CCAT Practice Test: Free Criteria Cognitive Aptitude Test Questions and Answers

The CCAT practice test for the Criteria Cognitive Aptitude Test is a fast pre-employment cognitive ability test used by employers to assess problem solving, learning ability, critical thinking and mental processing speed.

The Criteria CCAT includes:

  • 50 questions;
  • 15-minute time limit;
  • verbal reasoning;
  • math and logic;
  • spatial reasoning;
  • no calculator;
  • heavy time pressure.

This page gives you free CCAT-style practice questions with answers, explains the test format, and shows you how to prepare effectively.

These are original practice questions created for study purposes. They are not official Criteria questions.

What Is the CCAT?

The CCAT is the Criteria CCAT practice.

It is a pre-employment cognitive test designed to measure how quickly and accurately you can solve new problems.

Employers may use the CCAT to evaluate:

  • learning ability;
  • critical thinking;
  • problem solving;
  • verbal reasoning;
  • numerical reasoning;
  • logic;
  • spatial reasoning;
  • ability to work under time pressure.

The CCAT is commonly used for roles where fast learning, reasoning and decision-making matter.

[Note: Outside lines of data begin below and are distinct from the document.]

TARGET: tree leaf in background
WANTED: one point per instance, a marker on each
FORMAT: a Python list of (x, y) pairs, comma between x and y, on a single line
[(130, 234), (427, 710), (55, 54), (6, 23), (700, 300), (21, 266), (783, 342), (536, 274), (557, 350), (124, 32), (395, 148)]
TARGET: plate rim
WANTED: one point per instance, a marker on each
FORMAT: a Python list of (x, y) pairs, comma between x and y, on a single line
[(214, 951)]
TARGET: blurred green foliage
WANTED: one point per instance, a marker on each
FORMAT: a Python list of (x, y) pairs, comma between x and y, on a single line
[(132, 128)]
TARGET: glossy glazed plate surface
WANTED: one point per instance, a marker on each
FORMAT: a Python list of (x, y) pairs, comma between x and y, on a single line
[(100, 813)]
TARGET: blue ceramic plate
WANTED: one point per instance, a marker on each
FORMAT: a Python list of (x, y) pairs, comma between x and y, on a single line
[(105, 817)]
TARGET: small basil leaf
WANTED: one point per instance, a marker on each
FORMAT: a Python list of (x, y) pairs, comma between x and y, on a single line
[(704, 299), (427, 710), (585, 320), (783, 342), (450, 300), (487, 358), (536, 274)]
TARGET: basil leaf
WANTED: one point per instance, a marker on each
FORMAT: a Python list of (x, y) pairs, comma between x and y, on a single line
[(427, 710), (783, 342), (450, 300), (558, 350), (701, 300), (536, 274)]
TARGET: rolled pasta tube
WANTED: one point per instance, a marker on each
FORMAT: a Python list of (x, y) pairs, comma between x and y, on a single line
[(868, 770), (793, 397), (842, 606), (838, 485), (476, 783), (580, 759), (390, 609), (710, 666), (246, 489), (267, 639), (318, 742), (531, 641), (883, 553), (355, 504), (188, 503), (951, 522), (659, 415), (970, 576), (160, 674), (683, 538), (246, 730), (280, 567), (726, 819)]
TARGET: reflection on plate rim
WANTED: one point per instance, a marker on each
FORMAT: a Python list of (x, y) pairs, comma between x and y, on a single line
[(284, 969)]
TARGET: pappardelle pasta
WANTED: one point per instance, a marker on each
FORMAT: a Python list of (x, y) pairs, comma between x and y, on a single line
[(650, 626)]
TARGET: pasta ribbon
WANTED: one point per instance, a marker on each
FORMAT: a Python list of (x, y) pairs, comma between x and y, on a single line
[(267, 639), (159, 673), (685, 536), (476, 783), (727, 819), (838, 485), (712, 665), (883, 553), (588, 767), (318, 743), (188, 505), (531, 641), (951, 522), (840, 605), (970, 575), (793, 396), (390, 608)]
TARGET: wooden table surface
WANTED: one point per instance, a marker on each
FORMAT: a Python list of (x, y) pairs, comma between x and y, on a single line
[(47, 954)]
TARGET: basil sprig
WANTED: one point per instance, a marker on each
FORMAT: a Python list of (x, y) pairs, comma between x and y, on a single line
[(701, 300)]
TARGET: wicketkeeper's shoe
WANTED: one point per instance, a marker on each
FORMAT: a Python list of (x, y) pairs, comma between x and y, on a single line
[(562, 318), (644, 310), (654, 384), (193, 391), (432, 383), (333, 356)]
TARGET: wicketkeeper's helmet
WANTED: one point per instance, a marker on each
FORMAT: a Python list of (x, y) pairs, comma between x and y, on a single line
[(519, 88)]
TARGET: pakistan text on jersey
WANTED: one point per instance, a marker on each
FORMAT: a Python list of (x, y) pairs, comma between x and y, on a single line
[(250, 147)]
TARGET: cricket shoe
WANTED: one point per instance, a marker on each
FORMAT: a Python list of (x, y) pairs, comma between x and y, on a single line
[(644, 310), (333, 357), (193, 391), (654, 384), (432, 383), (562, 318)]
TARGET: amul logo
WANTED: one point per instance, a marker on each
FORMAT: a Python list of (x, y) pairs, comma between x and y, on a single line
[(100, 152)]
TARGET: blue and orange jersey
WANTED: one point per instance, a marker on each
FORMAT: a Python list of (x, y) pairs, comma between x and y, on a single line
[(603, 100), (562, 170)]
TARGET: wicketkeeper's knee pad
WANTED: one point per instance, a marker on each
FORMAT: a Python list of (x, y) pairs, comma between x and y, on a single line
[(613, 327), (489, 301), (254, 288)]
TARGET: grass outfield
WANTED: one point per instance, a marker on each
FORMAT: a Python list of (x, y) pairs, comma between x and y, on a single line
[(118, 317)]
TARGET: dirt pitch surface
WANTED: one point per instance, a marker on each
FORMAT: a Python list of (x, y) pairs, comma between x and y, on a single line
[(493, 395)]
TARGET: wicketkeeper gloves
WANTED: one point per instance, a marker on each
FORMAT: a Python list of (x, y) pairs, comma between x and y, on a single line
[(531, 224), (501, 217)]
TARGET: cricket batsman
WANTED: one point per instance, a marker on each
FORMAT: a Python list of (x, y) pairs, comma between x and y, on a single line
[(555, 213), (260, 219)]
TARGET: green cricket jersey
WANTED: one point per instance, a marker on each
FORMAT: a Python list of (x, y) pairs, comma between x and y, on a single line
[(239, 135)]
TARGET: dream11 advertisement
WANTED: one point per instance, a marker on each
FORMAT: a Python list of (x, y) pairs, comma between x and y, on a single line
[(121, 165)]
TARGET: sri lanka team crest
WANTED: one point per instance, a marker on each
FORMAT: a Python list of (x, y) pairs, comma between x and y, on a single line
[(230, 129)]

CCAT practice questions can help candidates become familiar with verbal, math and spatial question formats before the live assessment.

CCAT Test Format

Feature Criteria CCAT
Full name Criteria Cognitive Aptitude Test
Number of questions 50
Time limit 15 minutes
Calculator Not allowed
Main sections Verbal, math/logic and spatial reasoning
Question style Multiple choice
Main challenge Speed and accuracy
Used for Pre-employment screening
Score type Raw score and percentile-based comparison

The CCAT is intentionally time-pressured. Most candidates should not expect to answer all 50 questions.

Pre-employment assessment practice can help you rehearse timed mixed reasoning before employer screening steps.

What Is on the CCAT?

The CCAT includes three main question families.

Section What It Tests
Verbal reasoning Word meaning, analogies, sentence logic and verbal relationships
Math and logic Arithmetic, word problems, number series, logic and quantitative reasoning
Spatial reasoning Shape patterns, rotations, matrices and visual problem solving

A strong CCAT practice plan should include all three sections.

Free CCAT Practice Test

Before test day, CCAT practice can supplement the free questions below with additional timed sets.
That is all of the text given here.